My co-pastor Gary has done a great job of encouraging me still be creative while doing so more effectively and and slowing down a bit. The truth is, almost no program or idea is so important that it can’t wait to be implemented or said before being deeply prayed over and discussed.
Ken Callahan, a guy who I’ll keep on trying to convince you has a LOT to say to us (especially those of us who are working in younger emerging/missional church settings), has some helpful thoughts on programs – which, by the way, he approaches in a very missional way in the rest of the chapter.

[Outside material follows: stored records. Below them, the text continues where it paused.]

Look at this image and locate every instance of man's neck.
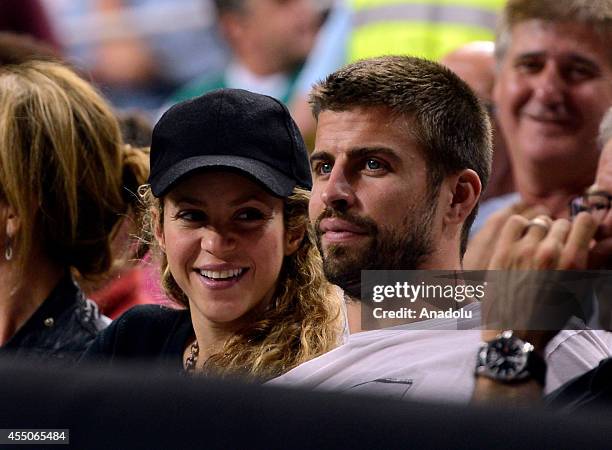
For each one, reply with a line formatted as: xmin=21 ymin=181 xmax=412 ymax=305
xmin=514 ymin=155 xmax=596 ymax=218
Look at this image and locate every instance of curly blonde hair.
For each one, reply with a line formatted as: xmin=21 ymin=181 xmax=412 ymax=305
xmin=141 ymin=186 xmax=343 ymax=381
xmin=0 ymin=61 xmax=148 ymax=278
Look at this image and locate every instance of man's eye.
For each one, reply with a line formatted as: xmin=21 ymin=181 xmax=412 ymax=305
xmin=314 ymin=162 xmax=333 ymax=175
xmin=366 ymin=158 xmax=383 ymax=170
xmin=174 ymin=210 xmax=206 ymax=222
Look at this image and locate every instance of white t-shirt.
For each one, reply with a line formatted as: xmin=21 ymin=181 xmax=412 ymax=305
xmin=268 ymin=303 xmax=612 ymax=403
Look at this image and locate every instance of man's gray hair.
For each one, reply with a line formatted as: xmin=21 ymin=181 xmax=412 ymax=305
xmin=495 ymin=0 xmax=612 ymax=64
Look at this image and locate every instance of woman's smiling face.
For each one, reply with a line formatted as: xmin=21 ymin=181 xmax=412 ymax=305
xmin=156 ymin=171 xmax=292 ymax=326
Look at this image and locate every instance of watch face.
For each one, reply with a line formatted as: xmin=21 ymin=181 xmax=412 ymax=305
xmin=484 ymin=336 xmax=527 ymax=380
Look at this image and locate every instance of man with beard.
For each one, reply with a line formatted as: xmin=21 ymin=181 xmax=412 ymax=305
xmin=272 ymin=56 xmax=604 ymax=402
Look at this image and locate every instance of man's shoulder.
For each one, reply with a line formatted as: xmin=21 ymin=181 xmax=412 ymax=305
xmin=271 ymin=328 xmax=480 ymax=401
xmin=111 ymin=305 xmax=189 ymax=333
xmin=85 ymin=305 xmax=192 ymax=359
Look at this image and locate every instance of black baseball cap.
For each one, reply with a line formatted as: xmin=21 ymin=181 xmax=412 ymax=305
xmin=149 ymin=89 xmax=312 ymax=197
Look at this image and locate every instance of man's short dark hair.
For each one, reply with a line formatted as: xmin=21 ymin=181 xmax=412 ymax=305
xmin=310 ymin=56 xmax=492 ymax=255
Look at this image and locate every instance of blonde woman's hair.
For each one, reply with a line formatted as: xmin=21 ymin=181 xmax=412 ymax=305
xmin=0 ymin=61 xmax=148 ymax=278
xmin=143 ymin=187 xmax=343 ymax=380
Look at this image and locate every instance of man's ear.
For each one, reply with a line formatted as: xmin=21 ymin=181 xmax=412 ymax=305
xmin=151 ymin=207 xmax=166 ymax=253
xmin=444 ymin=169 xmax=482 ymax=225
xmin=5 ymin=206 xmax=21 ymax=239
xmin=285 ymin=225 xmax=306 ymax=256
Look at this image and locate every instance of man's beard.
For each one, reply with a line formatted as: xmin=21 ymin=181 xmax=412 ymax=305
xmin=315 ymin=208 xmax=435 ymax=299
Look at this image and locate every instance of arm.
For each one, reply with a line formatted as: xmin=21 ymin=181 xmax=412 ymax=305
xmin=472 ymin=213 xmax=597 ymax=405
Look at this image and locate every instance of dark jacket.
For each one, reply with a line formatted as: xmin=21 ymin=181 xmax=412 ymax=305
xmin=0 ymin=275 xmax=110 ymax=365
xmin=81 ymin=305 xmax=195 ymax=372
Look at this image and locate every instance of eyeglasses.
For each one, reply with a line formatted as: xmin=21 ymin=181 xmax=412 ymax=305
xmin=570 ymin=191 xmax=612 ymax=222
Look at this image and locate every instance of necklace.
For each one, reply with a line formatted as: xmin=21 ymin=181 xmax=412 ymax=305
xmin=185 ymin=339 xmax=200 ymax=372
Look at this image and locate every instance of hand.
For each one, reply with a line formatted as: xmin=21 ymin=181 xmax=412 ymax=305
xmin=483 ymin=213 xmax=597 ymax=351
xmin=463 ymin=202 xmax=548 ymax=270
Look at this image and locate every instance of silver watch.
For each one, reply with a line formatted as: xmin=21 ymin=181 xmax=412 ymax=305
xmin=476 ymin=330 xmax=546 ymax=385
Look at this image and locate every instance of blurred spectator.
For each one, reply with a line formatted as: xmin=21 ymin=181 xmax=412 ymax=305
xmin=45 ymin=0 xmax=227 ymax=118
xmin=474 ymin=114 xmax=612 ymax=410
xmin=441 ymin=41 xmax=514 ymax=201
xmin=291 ymin=0 xmax=505 ymax=141
xmin=465 ymin=0 xmax=612 ymax=269
xmin=0 ymin=32 xmax=60 ymax=66
xmin=83 ymin=112 xmax=174 ymax=319
xmin=0 ymin=0 xmax=60 ymax=50
xmin=0 ymin=61 xmax=148 ymax=364
xmin=171 ymin=0 xmax=318 ymax=108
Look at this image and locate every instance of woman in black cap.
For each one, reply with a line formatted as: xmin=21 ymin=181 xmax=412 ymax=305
xmin=89 ymin=89 xmax=342 ymax=380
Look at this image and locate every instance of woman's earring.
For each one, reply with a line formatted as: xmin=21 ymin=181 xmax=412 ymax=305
xmin=4 ymin=236 xmax=13 ymax=261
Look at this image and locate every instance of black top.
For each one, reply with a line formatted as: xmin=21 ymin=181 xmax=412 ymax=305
xmin=82 ymin=305 xmax=195 ymax=370
xmin=545 ymin=358 xmax=612 ymax=411
xmin=0 ymin=274 xmax=110 ymax=365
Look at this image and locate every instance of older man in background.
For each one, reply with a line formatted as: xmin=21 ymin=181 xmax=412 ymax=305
xmin=466 ymin=0 xmax=612 ymax=269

He writes in his book 12 Keys to an Effective Church (i know its a terrible title, but it was written a long time ago!),
“It often happens that the congregation chooses a given program to become one of its major program offerings but makes the mistake of rushing hurriedly to put it into place. They use a crisis orientation in the development of its foundations. Thy make hurried decisions one leadership, time and money. They make the disastrous assumption that the more committed they are to developing it, the more likely it is to be a successful program [or ministry]. A year or two later [or a few months in our case sometimes] they wonder why it hasn’t happened. In about the second or third year they pull back their leadership, their time, and their money and they watch the program fail.
The program fails to become successful because of quick closure. That is, the leaders of the congregation are looking for a quick way to achieve a major program in a given area of the life of the church. They want immediate achievement…”
Consider me guilty of wanting immediate achievement.
Lately I’ve been working on holding back ideas and dreams I have for our community to give them room to cultivate, grow, gain perspective from others, be cemented as Gods dreams and not just mine, and have more prayer behind them.
When you start programs and have them die too quickly, I think the community becomes a bit jaded and loses trust in your leadership despite your best intentions.
Churches like The Well have a lot to learn about organizational principles and good leadership in general. Passion alone does not create change. I fear that all too often we are so full of passion that we’re like bulls in chinashops. We’ve got ideas and we’ll run over anyone who stands in our way in order to carry them out. Even if those we run over are people in our faith communities.
Reading Ken Callahan (and Joe Myers as well) has given me a better understanding of how people respond to and hear the ways we lead and the language we use to lead with. Its priceless stuff really. He’s got priceless stuff on giving and stewardship that has transformed our approach to this topic at The Well. I’ll have some thoughts on that sometime…
Any thoughts to add? Comments, criticism, bad jokes?